Spectral Hard Modeling is a set of methods for predicting unknown concentrations from spectra of mixtures, in particular mid-infrared (MIR), Raman, and NMR spectra, but any peak-shaped signal may work. We also use the name to describe the procedure of building a spectral Hard Model. (Why Indirect Hard Modeling is considered "indirect" - this is explained later.)

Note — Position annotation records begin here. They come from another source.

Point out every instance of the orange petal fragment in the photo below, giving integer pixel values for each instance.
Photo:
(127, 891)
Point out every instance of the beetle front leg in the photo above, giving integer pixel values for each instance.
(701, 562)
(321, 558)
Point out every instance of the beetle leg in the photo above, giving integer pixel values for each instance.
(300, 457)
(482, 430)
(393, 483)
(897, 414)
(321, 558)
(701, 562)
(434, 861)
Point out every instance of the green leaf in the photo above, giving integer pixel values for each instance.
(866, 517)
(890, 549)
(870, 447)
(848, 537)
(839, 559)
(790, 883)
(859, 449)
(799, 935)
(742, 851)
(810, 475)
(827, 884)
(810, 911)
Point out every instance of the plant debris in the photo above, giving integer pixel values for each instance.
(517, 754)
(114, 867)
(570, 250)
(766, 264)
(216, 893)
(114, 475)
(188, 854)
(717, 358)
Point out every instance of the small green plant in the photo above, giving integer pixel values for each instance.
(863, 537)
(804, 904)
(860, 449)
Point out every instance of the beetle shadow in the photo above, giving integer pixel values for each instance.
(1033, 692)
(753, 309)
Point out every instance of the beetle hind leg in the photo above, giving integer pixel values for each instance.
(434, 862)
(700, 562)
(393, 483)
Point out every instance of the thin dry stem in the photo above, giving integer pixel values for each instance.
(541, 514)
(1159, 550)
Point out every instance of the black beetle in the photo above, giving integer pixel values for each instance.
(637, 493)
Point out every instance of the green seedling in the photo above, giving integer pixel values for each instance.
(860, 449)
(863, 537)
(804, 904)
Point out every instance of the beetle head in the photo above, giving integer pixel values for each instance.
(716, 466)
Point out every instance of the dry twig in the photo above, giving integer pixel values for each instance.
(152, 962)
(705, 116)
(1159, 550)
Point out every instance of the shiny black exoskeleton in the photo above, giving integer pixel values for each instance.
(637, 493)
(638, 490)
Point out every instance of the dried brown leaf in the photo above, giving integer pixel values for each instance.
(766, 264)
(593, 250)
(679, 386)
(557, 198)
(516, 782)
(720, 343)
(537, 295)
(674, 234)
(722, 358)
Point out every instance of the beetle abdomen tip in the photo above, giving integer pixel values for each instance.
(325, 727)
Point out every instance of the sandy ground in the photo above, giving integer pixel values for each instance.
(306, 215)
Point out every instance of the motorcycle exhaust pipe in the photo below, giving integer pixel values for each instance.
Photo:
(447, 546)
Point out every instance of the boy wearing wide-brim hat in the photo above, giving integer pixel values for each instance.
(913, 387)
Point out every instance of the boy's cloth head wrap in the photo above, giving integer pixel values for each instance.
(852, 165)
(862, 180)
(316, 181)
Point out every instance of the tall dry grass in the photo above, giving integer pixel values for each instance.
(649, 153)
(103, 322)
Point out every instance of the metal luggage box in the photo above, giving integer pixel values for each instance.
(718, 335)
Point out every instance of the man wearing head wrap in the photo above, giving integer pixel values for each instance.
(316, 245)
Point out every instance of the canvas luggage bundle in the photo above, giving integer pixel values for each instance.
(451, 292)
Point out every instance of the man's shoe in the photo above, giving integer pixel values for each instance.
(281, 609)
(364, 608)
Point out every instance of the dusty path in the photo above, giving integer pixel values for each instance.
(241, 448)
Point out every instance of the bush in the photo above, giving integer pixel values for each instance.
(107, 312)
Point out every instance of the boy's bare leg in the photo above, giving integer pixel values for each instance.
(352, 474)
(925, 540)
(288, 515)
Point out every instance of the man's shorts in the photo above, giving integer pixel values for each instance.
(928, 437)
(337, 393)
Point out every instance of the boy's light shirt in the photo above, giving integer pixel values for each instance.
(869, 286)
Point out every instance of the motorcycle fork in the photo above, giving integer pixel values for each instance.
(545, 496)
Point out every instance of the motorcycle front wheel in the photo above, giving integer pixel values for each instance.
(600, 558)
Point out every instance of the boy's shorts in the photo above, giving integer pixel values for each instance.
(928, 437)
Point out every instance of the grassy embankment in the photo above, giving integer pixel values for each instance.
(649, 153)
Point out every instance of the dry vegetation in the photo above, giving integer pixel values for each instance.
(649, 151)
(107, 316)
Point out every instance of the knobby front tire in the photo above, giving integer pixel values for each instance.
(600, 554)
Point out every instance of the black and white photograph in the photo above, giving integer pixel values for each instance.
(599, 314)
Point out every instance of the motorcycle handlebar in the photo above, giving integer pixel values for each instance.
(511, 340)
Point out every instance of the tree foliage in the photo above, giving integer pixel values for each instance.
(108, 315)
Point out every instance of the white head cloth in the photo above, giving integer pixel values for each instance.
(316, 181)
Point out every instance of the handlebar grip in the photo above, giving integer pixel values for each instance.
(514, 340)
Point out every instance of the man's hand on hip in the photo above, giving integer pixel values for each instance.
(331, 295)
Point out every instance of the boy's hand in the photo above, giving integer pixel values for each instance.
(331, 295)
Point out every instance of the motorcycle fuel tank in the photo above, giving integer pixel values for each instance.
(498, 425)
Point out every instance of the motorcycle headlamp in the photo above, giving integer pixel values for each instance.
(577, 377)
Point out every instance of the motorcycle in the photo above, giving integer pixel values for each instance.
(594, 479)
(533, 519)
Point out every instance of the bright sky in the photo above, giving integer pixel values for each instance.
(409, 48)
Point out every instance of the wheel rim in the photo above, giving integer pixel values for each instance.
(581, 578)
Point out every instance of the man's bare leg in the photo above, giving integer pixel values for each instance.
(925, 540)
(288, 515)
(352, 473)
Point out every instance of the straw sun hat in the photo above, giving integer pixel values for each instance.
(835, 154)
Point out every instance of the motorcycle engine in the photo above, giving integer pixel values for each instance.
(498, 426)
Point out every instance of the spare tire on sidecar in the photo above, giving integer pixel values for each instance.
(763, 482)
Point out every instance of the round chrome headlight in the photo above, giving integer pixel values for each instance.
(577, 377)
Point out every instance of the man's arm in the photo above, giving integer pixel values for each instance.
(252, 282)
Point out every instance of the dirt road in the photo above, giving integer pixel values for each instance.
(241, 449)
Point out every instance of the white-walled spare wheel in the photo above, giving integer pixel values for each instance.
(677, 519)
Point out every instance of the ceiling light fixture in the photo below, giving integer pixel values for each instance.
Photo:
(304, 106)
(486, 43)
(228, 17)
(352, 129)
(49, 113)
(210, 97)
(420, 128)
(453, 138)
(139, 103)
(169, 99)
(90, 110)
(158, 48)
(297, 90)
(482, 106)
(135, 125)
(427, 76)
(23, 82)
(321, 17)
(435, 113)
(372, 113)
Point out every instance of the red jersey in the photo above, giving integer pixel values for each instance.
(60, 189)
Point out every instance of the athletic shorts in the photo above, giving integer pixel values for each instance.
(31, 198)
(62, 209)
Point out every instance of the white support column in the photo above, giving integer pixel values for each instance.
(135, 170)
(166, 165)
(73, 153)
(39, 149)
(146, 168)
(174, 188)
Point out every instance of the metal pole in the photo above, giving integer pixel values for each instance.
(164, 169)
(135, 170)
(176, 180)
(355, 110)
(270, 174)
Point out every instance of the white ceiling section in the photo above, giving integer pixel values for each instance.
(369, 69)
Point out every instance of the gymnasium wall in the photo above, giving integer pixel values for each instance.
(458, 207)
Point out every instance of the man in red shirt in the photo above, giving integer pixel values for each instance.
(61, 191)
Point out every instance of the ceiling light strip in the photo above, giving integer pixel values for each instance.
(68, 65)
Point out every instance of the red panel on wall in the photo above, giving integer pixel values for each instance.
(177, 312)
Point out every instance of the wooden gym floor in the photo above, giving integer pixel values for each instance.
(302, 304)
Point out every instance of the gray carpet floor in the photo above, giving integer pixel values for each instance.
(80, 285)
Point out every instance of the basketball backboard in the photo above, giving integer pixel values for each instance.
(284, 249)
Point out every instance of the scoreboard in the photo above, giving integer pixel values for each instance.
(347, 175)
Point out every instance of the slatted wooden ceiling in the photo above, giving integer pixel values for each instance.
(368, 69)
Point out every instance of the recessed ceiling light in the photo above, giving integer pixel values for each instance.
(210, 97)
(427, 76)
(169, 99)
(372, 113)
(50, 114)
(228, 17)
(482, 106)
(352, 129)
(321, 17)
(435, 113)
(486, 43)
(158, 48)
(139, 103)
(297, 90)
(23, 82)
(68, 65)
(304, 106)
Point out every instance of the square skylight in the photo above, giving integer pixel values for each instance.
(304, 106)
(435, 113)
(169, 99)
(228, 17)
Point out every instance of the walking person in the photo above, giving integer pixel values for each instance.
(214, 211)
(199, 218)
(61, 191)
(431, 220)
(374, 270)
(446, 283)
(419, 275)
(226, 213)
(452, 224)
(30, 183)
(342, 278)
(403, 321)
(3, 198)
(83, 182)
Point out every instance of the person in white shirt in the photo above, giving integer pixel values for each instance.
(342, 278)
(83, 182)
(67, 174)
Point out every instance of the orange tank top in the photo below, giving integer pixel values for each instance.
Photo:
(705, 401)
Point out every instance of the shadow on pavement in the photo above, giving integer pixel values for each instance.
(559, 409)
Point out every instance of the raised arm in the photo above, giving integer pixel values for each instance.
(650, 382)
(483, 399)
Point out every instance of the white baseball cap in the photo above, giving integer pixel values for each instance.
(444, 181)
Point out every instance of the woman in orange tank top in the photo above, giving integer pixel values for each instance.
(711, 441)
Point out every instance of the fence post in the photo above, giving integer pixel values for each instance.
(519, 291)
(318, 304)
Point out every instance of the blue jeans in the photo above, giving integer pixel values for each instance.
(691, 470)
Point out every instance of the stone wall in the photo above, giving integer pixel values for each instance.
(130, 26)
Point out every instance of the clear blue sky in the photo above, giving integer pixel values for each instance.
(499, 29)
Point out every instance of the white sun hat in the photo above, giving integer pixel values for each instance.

### The spectral Hard Model

A mathematical function is called physical model or Hard Model if it is derived from equations representing the physics behind an underlying process. In contrast, a function is a polynomial model or Soft Model if it is derived empirically or statistically. As for spectral Hard Modeling, the Hard Model is derived from the physics of molecular spectroscopy; the function is a mathematical representation of a mixture spectrum. Mixture spectrum (black) is composed of superimposed peaks (cyan)
Physics tells us that a mixture spectrum is composed of superimposed peaks originating from the individual components in the mixture, with the components' concentrations being responsible for the peaks' intensities. This structural information is maintained in the Hard Model by means of a sum of peak-shaped curves. Groups of peak-curves which represent pure component spectra are referred to as Component Models; they are multiplied by concentration-related weight parameters. As typical for Hard Models, all model parameters correspond to physical quantities like peak positions or peak widths, but of particular interest is the component weight parameter because of its meaning for the analysis of component concentrations. Hard Model (red) is a weighted sum of Component Models (blue) Flexibility of peak functions
In order to obtain a component’s concentration from a measured spectrum, one has to determine the component’s weight parameter of the model. This is done by a mathematical procedure called model fitting, in which the model’s parameters are automatically adjusted until the model fits the measured spectrum. During model fitting the Hard Model unfolds its full potential: Disturbing peak variations in the measured spectrum like shifts or shape changes are accounted for by a suitable adjustment of the corresponding peak parameters, thus reducing error propagation to the relevant component weights. What remains to be done is a simple conversion of component weights to concentrations, known as calibration.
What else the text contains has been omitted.